Buona Forchetta opens in South Park
New pizzeria occupies long-empty building and brings Neopolitan style gusto.
The building across Beech Street from Alchemy sat empty for years until Buona Forchetta moved in with a wood-burning pizza oven and a guarantee of certifiable Neopolitan pizza. Now, South Parkers can’t seem to get enough of the place and it’s been filling up with pizza-hungry patrons every night.
It’s clear that no expense was spared in Buona Forchetta’s construction, as the equipment is all of the finest sort. From the handbuilt pizza oven to the Ferrari Red meat slicer poised and ready to shave some speck, everything seems to be top notch. Even the white linen napkins had the feel of quality.
Pizza, salads, and a few starters compose the menu. Simplicity rules the day, in the best Italian style. A sardine salad ($9) included tender arugula leaves tossed with plenty of lemon and olive oil. Salty parmesan cheese and delightful white anchovies topped it off without ostentation. Pizzelle ($5) were little more than deep-fried rounds of pizza smothered in bright red marinara sauce.
The pizza itself was certainly in the Neopolitan style. The “regina margherita” ($13) was blistered at the outer edges and so soft in the center that the only way to eat it was via fork and knife. Buffalo mozzarella was a nice touch, as the cheese’s flavor is superb, but the rest of the pizza lacked depth of character. If you’re going to produce a minimal pizza, all the elements must be without flaw.

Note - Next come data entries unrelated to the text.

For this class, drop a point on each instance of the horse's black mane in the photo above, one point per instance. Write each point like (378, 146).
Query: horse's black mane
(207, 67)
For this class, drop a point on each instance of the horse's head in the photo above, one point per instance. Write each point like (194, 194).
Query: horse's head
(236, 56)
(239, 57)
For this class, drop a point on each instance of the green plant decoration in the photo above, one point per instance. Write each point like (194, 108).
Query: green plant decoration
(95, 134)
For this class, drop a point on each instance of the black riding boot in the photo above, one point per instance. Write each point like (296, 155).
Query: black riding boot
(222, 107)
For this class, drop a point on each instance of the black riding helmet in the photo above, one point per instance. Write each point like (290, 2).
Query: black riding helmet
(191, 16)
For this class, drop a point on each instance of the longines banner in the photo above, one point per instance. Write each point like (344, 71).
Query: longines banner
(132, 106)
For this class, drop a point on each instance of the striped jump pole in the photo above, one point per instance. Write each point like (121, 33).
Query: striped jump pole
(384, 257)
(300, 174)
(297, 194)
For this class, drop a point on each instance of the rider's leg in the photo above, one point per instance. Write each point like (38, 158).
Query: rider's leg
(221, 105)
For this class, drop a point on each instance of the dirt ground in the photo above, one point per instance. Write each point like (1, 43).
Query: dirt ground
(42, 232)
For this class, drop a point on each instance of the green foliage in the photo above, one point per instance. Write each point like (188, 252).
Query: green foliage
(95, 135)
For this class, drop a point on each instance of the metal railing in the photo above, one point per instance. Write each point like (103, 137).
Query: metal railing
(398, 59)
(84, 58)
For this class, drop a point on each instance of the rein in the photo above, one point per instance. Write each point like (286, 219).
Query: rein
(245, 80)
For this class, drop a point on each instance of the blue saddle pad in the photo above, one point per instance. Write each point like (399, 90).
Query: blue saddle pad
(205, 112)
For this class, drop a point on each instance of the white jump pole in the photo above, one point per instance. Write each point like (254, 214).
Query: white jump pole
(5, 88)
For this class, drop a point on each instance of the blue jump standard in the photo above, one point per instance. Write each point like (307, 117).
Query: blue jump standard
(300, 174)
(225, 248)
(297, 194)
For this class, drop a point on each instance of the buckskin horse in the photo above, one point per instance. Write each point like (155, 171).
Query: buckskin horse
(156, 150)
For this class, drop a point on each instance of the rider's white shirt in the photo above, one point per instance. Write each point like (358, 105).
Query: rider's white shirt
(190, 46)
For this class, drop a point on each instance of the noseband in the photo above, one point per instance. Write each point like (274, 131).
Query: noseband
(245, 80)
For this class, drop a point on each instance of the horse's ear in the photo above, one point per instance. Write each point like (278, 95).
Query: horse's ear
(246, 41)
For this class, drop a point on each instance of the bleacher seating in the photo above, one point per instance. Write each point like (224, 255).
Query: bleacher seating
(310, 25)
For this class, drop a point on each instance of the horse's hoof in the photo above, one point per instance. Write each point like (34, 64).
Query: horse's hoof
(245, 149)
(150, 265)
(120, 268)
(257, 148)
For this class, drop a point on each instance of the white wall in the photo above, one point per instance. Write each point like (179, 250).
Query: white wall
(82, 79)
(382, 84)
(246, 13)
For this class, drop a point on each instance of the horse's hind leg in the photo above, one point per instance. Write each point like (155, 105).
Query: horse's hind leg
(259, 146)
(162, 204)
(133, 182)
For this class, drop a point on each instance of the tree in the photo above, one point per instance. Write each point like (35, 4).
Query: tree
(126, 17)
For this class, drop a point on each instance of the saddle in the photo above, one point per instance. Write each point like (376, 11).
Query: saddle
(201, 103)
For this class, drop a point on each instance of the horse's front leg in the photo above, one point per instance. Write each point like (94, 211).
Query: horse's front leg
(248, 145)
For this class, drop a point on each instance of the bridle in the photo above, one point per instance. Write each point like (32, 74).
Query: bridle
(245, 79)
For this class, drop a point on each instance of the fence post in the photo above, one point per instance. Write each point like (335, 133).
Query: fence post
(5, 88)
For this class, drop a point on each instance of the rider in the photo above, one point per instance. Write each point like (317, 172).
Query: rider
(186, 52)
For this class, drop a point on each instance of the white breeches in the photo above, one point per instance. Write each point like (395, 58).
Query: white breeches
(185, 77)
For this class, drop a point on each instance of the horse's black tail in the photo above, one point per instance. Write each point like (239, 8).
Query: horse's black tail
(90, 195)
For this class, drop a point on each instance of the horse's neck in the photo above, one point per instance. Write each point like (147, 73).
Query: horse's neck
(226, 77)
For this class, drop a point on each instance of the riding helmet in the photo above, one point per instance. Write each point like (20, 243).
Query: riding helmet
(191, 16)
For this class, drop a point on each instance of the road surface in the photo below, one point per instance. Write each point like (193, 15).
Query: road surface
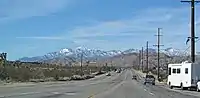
(119, 85)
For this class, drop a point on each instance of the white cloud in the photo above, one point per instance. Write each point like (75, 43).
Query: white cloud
(15, 9)
(44, 38)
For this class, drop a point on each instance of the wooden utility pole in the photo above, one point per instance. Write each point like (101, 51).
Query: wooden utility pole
(192, 2)
(139, 59)
(82, 64)
(158, 52)
(142, 59)
(147, 57)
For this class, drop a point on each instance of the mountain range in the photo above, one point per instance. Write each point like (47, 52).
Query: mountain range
(69, 54)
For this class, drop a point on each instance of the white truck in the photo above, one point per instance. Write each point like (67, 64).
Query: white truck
(184, 75)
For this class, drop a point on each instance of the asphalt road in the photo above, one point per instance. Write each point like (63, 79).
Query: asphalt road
(119, 85)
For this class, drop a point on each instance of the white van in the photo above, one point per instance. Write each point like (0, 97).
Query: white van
(184, 75)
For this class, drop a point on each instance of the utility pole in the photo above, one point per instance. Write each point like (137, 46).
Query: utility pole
(139, 59)
(158, 58)
(192, 2)
(142, 59)
(82, 64)
(147, 56)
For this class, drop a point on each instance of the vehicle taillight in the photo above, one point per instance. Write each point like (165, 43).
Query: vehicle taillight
(192, 81)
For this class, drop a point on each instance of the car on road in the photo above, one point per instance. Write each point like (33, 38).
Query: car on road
(134, 77)
(150, 79)
(108, 74)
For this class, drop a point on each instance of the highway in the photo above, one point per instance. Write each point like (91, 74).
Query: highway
(119, 85)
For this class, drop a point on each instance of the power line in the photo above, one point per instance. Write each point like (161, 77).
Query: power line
(192, 2)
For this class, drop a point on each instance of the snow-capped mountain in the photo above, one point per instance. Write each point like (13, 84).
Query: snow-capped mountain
(75, 54)
(175, 52)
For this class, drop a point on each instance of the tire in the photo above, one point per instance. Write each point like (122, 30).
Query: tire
(197, 89)
(170, 86)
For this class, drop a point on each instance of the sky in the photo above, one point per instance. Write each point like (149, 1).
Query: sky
(35, 27)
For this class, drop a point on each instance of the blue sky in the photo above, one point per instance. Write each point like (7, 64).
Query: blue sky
(36, 27)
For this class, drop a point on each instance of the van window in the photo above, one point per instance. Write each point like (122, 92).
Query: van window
(186, 70)
(178, 70)
(170, 70)
(173, 70)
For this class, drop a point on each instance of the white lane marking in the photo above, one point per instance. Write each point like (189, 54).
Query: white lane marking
(71, 94)
(55, 92)
(19, 94)
(151, 93)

The crust was excellent, but the marinara lacked something: whether the robust flavor of roasted tomatoes or a ripe, garlicky bite, I can’t quite say. All I know is that it was too flat for my liking.
A calzone filled with prosciutto and ricotta ($11) had more going for it by virtue of the meat’s salty, umami characteristics. I’m not crazy about calzones per se, not unless they’re loaded to explosive levels, and even then I find the dough’s propensity to trap steam renders it inferior to the basic pizza.
Had I not been freshly committed to cutting back on my drinking, I would have indulged myself in Buona Forchetta’s short-but-sweet selection of (mostly) Italian and California wines in the $7-$10/glass region. As it is, I’ll have to stage a return to trip to see how the place develops. I think it has a lot of potential to be destination-worthy as the summer wears on and the patio becomes ever more enticing.